Rechtspopulismus, Rechtsextremismus, welche Bezeichnung passt zur AfD?
Über den Begriff des Rechtspopulismus gibt es in der Tat große Debatten, nicht nur in Wissenschaft und Forschung, sondern auch in der Öffentlichkeit. Manche lehnen den Begriff ab, mit dem Argument, dass er die extrem rechten Positionen, die in der AfD zum Ausdruck kommen, verharmlost. In der öffentlichen Wahrnehmung wirken Rechtspopulisten „weicher gespült“ oder zumindest nicht ganz so gefährlich wie Rechtsextreme. Ich halte das für falsch. Rechtspopulismus sehe ich in erster Linie als eine ganz spezifische Form der Agitation und Propaganda, mit einem bestimmten Freund-Feind-Bild und einem „Wir“-Angebot. Das heißt, es können sowohl rechtskonservative als auch ganz radikal rechtsfundierte Parteien rechtspopulistisch auftreten. Die AfD ist eine rechtspopulistisch agitierende Partei, die in ihrer Positionierung auf einer Rechts-Links-Skala immer deutlicher in das rechtsradikale Feld gerückt ist. Ich würde die AfD als eine Partei des völkisch-autoritären Populismus charakterisieren.
In linken Debatten hört man gerade oft, das Rechts-Links-Schema ist veraltet, es gehe um den Kampf von „unten gegen oben“.

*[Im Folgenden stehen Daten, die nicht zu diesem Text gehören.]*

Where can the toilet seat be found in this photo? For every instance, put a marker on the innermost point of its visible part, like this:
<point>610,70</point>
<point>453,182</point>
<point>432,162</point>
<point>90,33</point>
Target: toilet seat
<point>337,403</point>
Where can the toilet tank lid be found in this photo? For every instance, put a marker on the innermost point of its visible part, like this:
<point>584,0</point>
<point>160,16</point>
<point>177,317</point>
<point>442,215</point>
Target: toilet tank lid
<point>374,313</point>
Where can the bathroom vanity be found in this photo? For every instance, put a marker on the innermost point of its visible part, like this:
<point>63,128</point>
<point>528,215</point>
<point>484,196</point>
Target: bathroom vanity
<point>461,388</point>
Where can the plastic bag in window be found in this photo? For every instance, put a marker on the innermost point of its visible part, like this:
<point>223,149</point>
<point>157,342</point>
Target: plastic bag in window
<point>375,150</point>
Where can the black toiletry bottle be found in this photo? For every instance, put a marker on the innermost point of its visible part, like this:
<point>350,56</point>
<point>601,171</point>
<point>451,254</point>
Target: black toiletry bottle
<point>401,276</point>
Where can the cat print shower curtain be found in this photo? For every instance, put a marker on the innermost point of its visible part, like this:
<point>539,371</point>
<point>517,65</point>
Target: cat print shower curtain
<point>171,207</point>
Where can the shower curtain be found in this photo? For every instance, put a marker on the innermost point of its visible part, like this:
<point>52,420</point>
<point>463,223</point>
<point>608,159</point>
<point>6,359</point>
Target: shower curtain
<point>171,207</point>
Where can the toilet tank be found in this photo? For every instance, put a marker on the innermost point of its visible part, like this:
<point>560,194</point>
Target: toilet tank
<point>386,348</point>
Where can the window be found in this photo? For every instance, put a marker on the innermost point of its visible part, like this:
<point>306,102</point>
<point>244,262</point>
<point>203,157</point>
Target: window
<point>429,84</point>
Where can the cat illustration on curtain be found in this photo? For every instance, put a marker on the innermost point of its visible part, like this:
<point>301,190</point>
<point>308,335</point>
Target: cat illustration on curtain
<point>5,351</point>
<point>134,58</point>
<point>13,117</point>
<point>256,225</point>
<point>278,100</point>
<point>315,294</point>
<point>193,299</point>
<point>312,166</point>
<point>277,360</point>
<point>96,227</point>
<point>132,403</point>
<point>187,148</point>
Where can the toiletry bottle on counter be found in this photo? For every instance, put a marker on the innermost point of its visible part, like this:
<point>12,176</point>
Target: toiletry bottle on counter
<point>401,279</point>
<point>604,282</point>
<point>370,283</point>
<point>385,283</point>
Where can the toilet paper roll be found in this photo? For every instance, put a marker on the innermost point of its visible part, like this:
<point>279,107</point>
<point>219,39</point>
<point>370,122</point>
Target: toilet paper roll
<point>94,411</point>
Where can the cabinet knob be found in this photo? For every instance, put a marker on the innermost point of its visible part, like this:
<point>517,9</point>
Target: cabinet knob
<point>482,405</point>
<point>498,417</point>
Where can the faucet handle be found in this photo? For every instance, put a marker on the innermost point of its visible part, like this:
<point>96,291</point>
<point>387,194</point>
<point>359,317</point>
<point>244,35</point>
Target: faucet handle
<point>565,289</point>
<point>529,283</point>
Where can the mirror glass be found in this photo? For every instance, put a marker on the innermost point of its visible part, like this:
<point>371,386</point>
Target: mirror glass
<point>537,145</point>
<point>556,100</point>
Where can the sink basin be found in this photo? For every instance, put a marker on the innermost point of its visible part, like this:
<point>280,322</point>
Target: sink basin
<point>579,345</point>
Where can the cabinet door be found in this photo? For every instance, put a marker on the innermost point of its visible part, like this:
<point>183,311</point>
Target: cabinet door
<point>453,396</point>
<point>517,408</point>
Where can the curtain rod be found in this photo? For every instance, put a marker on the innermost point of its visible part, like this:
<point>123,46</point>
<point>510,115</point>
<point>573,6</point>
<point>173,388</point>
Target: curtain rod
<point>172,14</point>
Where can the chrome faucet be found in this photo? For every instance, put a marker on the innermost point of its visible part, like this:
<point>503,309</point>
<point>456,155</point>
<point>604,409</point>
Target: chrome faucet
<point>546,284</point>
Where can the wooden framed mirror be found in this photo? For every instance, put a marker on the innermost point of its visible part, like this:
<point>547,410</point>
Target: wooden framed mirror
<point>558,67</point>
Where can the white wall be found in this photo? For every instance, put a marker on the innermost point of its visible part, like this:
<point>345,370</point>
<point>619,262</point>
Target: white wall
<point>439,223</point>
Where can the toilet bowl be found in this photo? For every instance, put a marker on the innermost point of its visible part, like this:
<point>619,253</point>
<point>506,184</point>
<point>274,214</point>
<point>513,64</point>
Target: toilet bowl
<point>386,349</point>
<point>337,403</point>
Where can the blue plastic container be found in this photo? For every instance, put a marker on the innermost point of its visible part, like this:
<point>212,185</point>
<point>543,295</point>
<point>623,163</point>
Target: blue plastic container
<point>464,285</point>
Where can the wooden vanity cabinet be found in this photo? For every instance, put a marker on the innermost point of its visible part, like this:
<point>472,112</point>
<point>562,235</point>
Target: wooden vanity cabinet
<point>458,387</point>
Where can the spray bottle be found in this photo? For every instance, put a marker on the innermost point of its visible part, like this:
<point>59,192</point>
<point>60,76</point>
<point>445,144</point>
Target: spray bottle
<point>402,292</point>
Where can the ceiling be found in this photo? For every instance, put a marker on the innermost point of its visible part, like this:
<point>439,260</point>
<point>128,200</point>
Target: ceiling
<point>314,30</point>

Das ist originär neurechter Jargon, der da aufgegriffen wird. Es ist die Neue Rechte, die diese Parole ausgibt, um mit dieser Form einer Querfront-Strategie die soziale Frage von rechts zu besetzen. Gerade der fehlende Antagonismus zwischen rechts und links innerhalb des demokratischen Rahmens führt dazu, dass Menschen auf diese rechtspopulistische Agitation reinfallen. Und zwar im Kontext von Politikverdrossenheit und sozialen Abstiegsängsten. Deshalb ist es gerade jetzt wichtig, einen polarisierten Diskurs und eine verschärfte Auseinandersetzung über rechte und linke Vorstellungen von einer gerechteren Zukunft zu führen.